November 4, 2023
I have spent the last three days pondering a quote from a Lutheran minister named Michael Foss. I have known of Rev. Foss for a number of years, as I used a book he wrote with some leadership groups. In an interview with patheos.com, he said the following:
The biggest challenge churches have is casting a vision for ministry that is compelling. By compelling I mean one that can create enough energy and hope to overcome our addiction to the past.
For those of you in the corporate world, I believe this quote operates equally well. Sadly, in the church, the addiction to the past is caused primarily by a fear of an unknown future and/or an insecurity that seeks power and control. Both the fear and the insecurity do not align with the Jesus of Scripture. He echoed the prophets of old when he told his disciples not to fear, and of course, his life witness taught us the power of humility and self-giving service. I’m going to suggest that part of the reason we allow fear and insecurity to grip us and define our approach to the Gospel, is a lack of self-care. Again, this is not an attempt to guilt people into self-care.

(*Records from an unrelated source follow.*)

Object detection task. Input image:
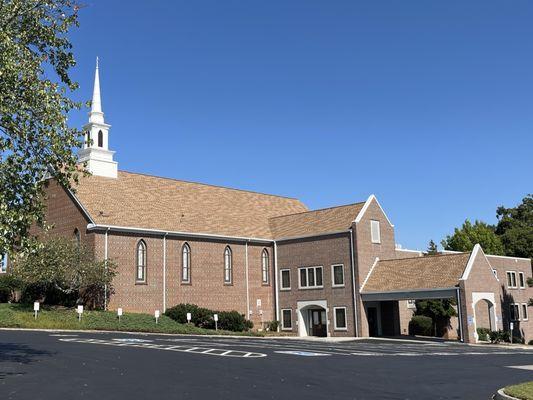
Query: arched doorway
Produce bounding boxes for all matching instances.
[471,292,498,342]
[296,300,329,337]
[474,299,496,331]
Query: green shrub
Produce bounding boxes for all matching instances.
[164,304,214,328]
[164,304,252,332]
[512,335,525,344]
[477,327,490,341]
[267,320,279,332]
[408,315,433,336]
[489,330,511,344]
[0,274,22,302]
[528,339,533,345]
[217,310,252,332]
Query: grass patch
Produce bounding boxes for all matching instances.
[505,381,533,400]
[0,303,262,336]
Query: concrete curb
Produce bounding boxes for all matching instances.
[493,388,520,400]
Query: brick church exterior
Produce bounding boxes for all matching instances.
[9,61,532,344]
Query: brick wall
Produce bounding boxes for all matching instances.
[277,233,354,337]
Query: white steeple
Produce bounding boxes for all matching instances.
[78,57,118,178]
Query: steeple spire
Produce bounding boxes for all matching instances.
[89,56,104,124]
[79,56,118,178]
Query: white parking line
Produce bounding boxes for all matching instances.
[58,338,266,358]
[506,365,533,370]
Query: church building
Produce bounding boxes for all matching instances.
[28,61,533,343]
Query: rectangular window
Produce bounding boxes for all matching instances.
[510,303,520,321]
[522,304,528,321]
[334,307,347,330]
[0,254,6,273]
[519,272,525,288]
[332,264,345,287]
[280,269,291,290]
[506,271,517,288]
[370,220,381,244]
[281,309,292,330]
[298,266,324,289]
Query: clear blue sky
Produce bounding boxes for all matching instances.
[67,1,532,250]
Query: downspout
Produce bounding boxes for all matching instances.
[274,241,280,328]
[163,233,168,313]
[456,287,464,343]
[104,227,110,310]
[349,228,359,337]
[245,241,250,320]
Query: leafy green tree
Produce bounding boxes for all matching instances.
[10,236,116,309]
[426,240,438,255]
[415,299,457,337]
[441,219,504,255]
[495,195,533,259]
[0,0,82,256]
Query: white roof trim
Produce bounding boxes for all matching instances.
[359,257,379,291]
[353,194,394,227]
[460,244,499,282]
[87,223,273,244]
[485,254,531,262]
[274,230,349,242]
[66,188,95,225]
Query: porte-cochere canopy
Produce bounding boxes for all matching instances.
[360,252,472,301]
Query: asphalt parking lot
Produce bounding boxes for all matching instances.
[1,330,532,399]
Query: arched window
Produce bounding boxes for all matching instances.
[261,249,269,284]
[136,240,147,282]
[73,228,81,249]
[97,130,103,147]
[224,246,232,284]
[181,243,191,283]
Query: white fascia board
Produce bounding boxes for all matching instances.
[66,187,95,225]
[274,230,349,242]
[460,244,499,282]
[87,223,273,244]
[353,194,394,227]
[485,254,531,262]
[359,257,379,291]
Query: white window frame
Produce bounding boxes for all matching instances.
[261,249,269,285]
[0,253,7,273]
[510,303,520,321]
[333,307,347,331]
[518,272,525,289]
[298,266,324,289]
[506,271,517,289]
[522,303,528,321]
[181,243,191,283]
[280,269,291,291]
[224,246,232,284]
[281,309,292,330]
[370,220,381,244]
[331,264,345,288]
[136,240,147,283]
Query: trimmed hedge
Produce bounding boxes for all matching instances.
[408,315,433,336]
[477,327,490,341]
[164,303,253,332]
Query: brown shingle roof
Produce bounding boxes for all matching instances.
[72,171,308,239]
[269,202,365,240]
[361,252,472,292]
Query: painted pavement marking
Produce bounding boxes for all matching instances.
[506,365,533,371]
[275,350,331,357]
[58,338,266,358]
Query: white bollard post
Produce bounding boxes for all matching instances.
[214,313,218,331]
[186,312,192,324]
[77,305,83,322]
[155,310,160,324]
[117,308,123,323]
[33,302,39,319]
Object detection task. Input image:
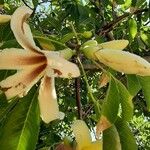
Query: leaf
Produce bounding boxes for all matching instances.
[140,32,150,47]
[99,72,109,88]
[103,125,121,150]
[115,78,134,121]
[122,0,132,9]
[126,74,141,97]
[35,36,55,51]
[0,93,18,123]
[138,76,150,111]
[97,76,120,132]
[115,117,138,150]
[60,32,75,43]
[0,87,40,150]
[129,18,137,40]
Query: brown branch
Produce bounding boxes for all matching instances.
[98,8,149,36]
[22,0,33,10]
[75,78,82,119]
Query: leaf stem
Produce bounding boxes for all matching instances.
[69,22,80,45]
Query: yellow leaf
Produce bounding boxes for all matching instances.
[96,115,112,136]
[35,36,55,51]
[0,15,11,23]
[99,72,110,88]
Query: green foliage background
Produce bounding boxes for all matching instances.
[0,0,150,150]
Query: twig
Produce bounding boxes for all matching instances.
[22,0,33,10]
[75,77,82,119]
[98,8,149,36]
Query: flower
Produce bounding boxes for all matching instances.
[82,40,150,76]
[72,120,102,150]
[0,6,80,123]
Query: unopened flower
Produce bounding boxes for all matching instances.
[0,6,80,123]
[72,120,102,150]
[82,40,150,76]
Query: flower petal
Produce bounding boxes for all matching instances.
[0,48,46,70]
[38,76,64,123]
[44,51,80,78]
[0,15,11,23]
[72,120,92,150]
[11,6,41,53]
[98,40,129,50]
[0,64,46,99]
[95,49,150,76]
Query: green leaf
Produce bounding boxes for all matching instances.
[60,32,75,43]
[0,87,40,150]
[116,0,125,5]
[129,18,137,40]
[140,32,150,47]
[122,0,132,9]
[0,0,4,4]
[0,94,18,123]
[126,74,141,97]
[115,78,134,121]
[34,36,55,51]
[103,125,121,150]
[138,76,150,111]
[115,117,138,150]
[101,76,120,124]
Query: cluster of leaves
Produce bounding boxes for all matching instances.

That never works. But those of us (and I include myself here) who are not always doing the necessary self-care are very susceptible to the sway of fear and insecurity. And when that happens, the church becomes addicted to the past, where we are serving our own needs and not the gracious beckoning of a God who is calling into a more faithful and Christ-life future.
I know I’ve got work to do, and so, Holy One of Heaven, I turn to you for guidance along the journey toward health and well-being. My essence is love, as I was created in your image, and so I seek to love myself into greater and greater health. I draw upon the wisdom of others who can counsel and encourage, while always allowing for your liberating love to free me from all that hinders me from becoming the person who created me to be. Amen.